Patient consent was obtained prior to submission of this case report. Institutional ethical committee approval was not obtained as it is a single case report and all patient identifiers are removed from text and figures.

DISCUSSION

Symptomatic infantile Marfan syndrome has been reported to have a more severe presentation due to cardiovascular system involvement. This is usually due to significant valvar regurgitation or due to ascending aortic dilatation [1–4]. Mortality is high and is attributed to intractable heart failure due to valvar regurgitation. Management consists of appropriate surgical and medical management of these lesions. The mutation identified with severe cardiovascular manifestations and neonatal presentations are c.813C>A and mutations in Exons 24–32, which are different from the mutations identified in our patient [5]. Our patient had a rare presentation with coronary and abdominal aortic aneurysm without valvar or ascending aortic involvement.
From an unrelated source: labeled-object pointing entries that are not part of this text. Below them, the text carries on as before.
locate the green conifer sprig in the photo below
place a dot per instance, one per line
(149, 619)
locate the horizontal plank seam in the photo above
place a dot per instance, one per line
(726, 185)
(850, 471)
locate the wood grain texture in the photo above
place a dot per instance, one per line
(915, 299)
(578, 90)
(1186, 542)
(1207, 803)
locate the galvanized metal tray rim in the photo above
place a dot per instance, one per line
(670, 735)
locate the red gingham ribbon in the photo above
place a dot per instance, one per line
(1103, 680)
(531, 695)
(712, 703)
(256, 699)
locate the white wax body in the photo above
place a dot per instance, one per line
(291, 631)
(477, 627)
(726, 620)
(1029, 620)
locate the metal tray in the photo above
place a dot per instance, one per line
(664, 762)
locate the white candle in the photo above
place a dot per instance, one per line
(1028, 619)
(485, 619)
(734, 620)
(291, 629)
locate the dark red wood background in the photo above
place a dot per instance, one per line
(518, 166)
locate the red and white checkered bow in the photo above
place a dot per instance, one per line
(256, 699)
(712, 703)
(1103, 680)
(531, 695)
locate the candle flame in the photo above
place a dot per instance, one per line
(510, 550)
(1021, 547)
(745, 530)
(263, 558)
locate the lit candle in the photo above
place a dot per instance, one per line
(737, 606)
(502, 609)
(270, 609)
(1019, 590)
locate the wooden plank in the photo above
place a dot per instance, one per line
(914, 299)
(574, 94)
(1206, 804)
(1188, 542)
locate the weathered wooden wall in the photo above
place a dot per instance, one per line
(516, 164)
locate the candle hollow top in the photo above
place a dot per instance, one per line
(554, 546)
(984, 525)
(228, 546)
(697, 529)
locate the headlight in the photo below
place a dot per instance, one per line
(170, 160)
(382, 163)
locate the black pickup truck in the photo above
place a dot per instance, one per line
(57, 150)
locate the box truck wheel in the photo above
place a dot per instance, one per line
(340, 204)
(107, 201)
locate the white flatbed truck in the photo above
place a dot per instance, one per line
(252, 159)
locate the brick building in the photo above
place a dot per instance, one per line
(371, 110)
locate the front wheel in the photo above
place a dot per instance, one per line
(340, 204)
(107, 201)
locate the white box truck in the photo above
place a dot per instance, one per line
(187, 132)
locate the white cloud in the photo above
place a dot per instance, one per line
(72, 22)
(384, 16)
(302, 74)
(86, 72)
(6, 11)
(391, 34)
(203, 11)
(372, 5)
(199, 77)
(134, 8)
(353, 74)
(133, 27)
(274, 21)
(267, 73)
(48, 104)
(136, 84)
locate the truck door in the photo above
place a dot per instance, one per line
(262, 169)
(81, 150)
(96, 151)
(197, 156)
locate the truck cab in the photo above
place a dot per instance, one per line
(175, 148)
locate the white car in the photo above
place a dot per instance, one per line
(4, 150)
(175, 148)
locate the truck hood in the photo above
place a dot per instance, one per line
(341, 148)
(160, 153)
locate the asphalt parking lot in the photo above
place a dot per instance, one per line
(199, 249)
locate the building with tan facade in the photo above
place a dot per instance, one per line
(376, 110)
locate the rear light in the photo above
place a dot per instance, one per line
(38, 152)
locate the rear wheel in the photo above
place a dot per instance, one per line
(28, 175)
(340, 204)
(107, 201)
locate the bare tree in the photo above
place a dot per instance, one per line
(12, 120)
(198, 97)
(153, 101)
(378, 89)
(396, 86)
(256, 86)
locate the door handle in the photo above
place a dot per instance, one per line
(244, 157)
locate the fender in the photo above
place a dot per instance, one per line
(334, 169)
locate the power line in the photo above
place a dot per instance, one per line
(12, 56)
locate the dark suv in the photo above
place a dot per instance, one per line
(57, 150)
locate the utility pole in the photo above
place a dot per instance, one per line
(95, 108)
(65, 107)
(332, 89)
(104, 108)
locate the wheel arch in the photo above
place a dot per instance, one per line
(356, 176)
Our patient underwent early repair for the large saccular infrarenal aneurysm with PTFE graft. Use of expandable Exgrafts (PECA labs) are better to prevent need for graft revision, but these are currently unavailable at our institution. Coronary artery involvement in the form of spontaneous dissection and aneurysms have been described in adults with Marfan’s syndrome and has been shown in autopsies to be due to cystic medial necrosis of the coronary arteries. Management algorithms for coronary artery aneurysms in infancy are available for Kawasaki disease [6] and is primarily focused on oral anticoagulation to prevent thrombosis as mortality is primarily due to occlusive thrombus formation rather than rupture. Occlusive thrombus is managed by thrombolysis or angioplasty and recanalization. Stenotic lesions maybe managed by coronary angioplasty. Coronary artery bypass grafting is advised in cases with multiple stenotic lesions, diffuse stenosis and in cases where percutaneous treatment is unlikely to yield good results and is preferably done with arterial grafts only. Guidelines available for management of coronary artery aneurysm in Kawasaki disease were followed in our case also as there is no available literature on coronary artery aneurysms in infantile Marfan and the patient was started on oral anticoagulation.

CONCLUSION

Aneurysms of the coronary artery and abdominal aorta in infantile Marfan syndrome pose challenges in management in infancy. Though aortic aneurysms are best tackled surgically, medical management of coronary aneurysms maybe advisable unless symptomatic due to thrombotic occlusion or rupture.

FUNDING

None declared.

Conflict of interest: None declared.

DATA AVAILABILITY

No new data were generated or analysed in support of this research.